A君はなんとか半年間、クレジットカードの申し込みを我慢し、ついに車両リースの実績からディーラー提携の法人一般カードを取得することができた。しかし、ディーラー提携の法人カードもショッピング枠が大きいゴールドカードで申請したのだが手元に来たカードは一般カードだった。結局は経費を精算しようにもショッピング枠が少ないため、現金精算を併用するしかなかった。
ステータスを取り戻す
A君はサラリーマンの時はゴールドカードホルダーであったが、今手元にあるクレジットカードは一般カードばかりになってしまった。ゴールドカードはA君個人の信用ではなく、在籍している会社の信用で持ていただけだったということに気がつく。今のA君は少ししか信用してくれないのだ。
これらの出来事から、個人の信用力を証明するもののひとつがクレジットカードであるということを実感し、新たに個人の信用力の証明となるクレジットカードを得たいと思ったという。
クレジットカード取得のための具体的なプラン
これからのクレジットカードライフに向けての方針を具体的に考える。
- ゴールド、プラチナとランクアップできる一般クレジットカードを選びアップグレードさせる。
- 決済はクレジットカードに集中させるが一括払いでしか利用しない。
- 電子マネーを使いキャッシュレスの生活を行うことでクレジットカードの接触頻度を上げる。
- 目標として3年後にはゴールドカードが欲しいが、自分から申し込むことはしない。
- クレジットカードの利用実績を作ってインビテーションが来るのをただ待つ。
- ショッピング枠は最低100万円は欲しい。
- キャッシング枠は借り入れと同じことになるので0円に設定する。
- リボ払いは使わない設定にする。
- 所持するクレジットカードの枚数は3枚にする。
取得を目指すクレジットカードはプロパーカード
クレジットカードは、取得が比較的容易な提携クレジットカードではなく、高い信用力が必要であるプロパーカードに決めた。

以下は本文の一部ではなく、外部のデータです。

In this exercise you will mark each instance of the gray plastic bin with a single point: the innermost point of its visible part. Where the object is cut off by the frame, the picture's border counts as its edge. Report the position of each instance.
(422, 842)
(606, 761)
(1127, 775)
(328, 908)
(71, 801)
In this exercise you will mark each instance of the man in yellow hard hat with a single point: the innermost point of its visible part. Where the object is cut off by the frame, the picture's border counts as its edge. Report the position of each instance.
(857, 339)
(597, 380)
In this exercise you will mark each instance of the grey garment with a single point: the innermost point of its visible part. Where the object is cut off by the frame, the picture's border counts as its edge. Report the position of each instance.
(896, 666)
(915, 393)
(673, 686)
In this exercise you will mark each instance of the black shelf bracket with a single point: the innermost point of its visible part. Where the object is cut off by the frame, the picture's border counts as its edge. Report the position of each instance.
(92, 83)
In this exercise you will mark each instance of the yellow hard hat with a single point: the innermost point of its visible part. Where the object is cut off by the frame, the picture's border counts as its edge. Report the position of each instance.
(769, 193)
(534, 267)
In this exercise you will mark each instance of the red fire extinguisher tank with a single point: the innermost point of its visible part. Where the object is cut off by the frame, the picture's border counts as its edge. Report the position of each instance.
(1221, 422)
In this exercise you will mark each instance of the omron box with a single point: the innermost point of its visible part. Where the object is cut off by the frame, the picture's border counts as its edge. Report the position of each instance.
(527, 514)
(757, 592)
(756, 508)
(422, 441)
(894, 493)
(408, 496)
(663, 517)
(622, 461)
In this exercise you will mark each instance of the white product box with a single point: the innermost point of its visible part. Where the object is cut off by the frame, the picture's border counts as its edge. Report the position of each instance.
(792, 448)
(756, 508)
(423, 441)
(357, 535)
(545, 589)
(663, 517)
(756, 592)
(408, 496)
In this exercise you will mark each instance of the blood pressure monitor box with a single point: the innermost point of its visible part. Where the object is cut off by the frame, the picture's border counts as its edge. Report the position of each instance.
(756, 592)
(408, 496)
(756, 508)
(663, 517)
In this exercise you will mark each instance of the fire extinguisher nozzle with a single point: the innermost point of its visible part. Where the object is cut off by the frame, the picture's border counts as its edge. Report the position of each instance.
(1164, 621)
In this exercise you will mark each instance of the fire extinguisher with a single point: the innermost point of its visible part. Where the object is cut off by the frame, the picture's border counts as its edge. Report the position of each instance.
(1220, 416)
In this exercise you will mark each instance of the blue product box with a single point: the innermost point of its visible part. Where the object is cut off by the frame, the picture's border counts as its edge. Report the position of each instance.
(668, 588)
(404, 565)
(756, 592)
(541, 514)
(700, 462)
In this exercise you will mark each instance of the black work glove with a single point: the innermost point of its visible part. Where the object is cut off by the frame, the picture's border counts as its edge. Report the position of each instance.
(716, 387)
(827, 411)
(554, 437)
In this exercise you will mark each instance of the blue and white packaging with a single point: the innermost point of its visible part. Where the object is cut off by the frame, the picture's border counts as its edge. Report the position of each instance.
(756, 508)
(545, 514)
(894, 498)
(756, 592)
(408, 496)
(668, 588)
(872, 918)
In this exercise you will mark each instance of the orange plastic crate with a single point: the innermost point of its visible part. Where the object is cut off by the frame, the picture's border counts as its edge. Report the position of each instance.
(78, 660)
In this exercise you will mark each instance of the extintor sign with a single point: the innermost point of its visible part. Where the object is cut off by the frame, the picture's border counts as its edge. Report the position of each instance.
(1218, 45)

まず現状のステータスで取得できるクレジットカードを選ぶ。
個人カード
選んだクレジットカードはこのカードだ。
信用力が高まりステップアップすると、ゴールドカードが取得できる。
- VISA一般カード
- JCB一般カード
法人カード
JCB法人一般カード申込と同時にディーラー提携の法人一般カードは解約した。ディーラー提携の法人一般カードの月々の経費利用実績でJCB法人一般カードは取得できた。
JCB法人カードはJCB法人ゴールドカードにステップアップできる。
- JCB法人一般カード
ゴールドカードのインビテーション
A君は方針どおり、それまでの現金払いはやめてクレジットカードの一括払いのみを利用し、キャッシュレスの生活を送ることを心がけた。また、法人も経費にはクレジットカードを利用した。
すると、3年目でJCBゴールドカード、JCB法人ゴールドカードとVISAゴールドカードのインビテーションが届いた。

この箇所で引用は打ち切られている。